SIMT-Step Execution: A Flexible Operational Semantics For GPU Subgroup Behavior
ACM SIGPLAN Conference on Programming Language Design and Implementation (PLDI) , 2026
GPU hardware implements a SIMT execution model, where small groups of threads, called subgroups (or warps in CUDA), execute synchronously. Languages expose this through high-performance subgroup-level APIs. However, providing precise subgroup semantics in languages is challenging, as compilers may transform the program, potentially disrupting source-level synchronous behavior even if the hardware is synchronous. As a result, no GPU programming language provides rigorous semantics for subgroup execution.
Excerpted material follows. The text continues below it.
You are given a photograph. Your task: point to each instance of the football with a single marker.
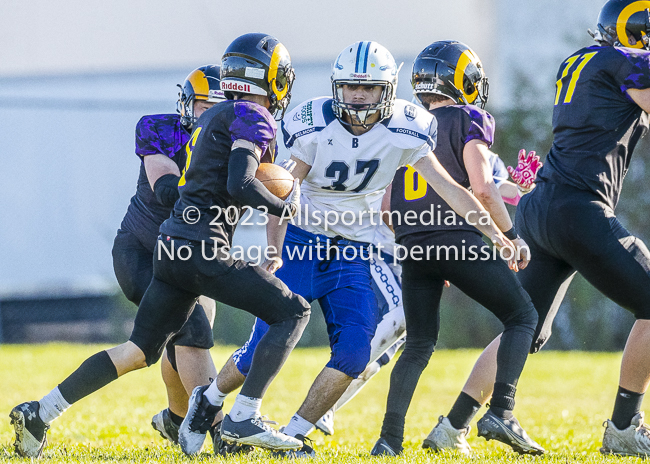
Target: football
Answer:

In this work, we present SIMT-Step, a formal and flexible operational semantics for subgroup execution. At its core is a new semantic object, dynamic basic blocks, which enables precise specification of converged subgroup execution. SIMT-Step then provides flexibility for the execution of instructions, which can be collective, synchronous, or independent. We propose several candidate instantiations of SIMT-Step and design a suite of idiomatic tests to distinguish them, highlighting counter-intuitive behavior that arises under relaxed variants. We implement SIMT-Step in TLA+ and validate the behavior of the tests. To investigate how closely SIMT-Step models real-world GPU behavior, we conduct a fuzzing campaign, spanning ten GPUs and eight vendors.
Our empirical study shows that non-synchronous behaviors are rare and appear on only a small number of devices; however, detailed investigation into these behaviors was inconclusive as to whether they are intentional or not. Combined, these contributions provide both a theoretical foundation and practical tools for reasoning about subgroup semantics in GPU programming languages.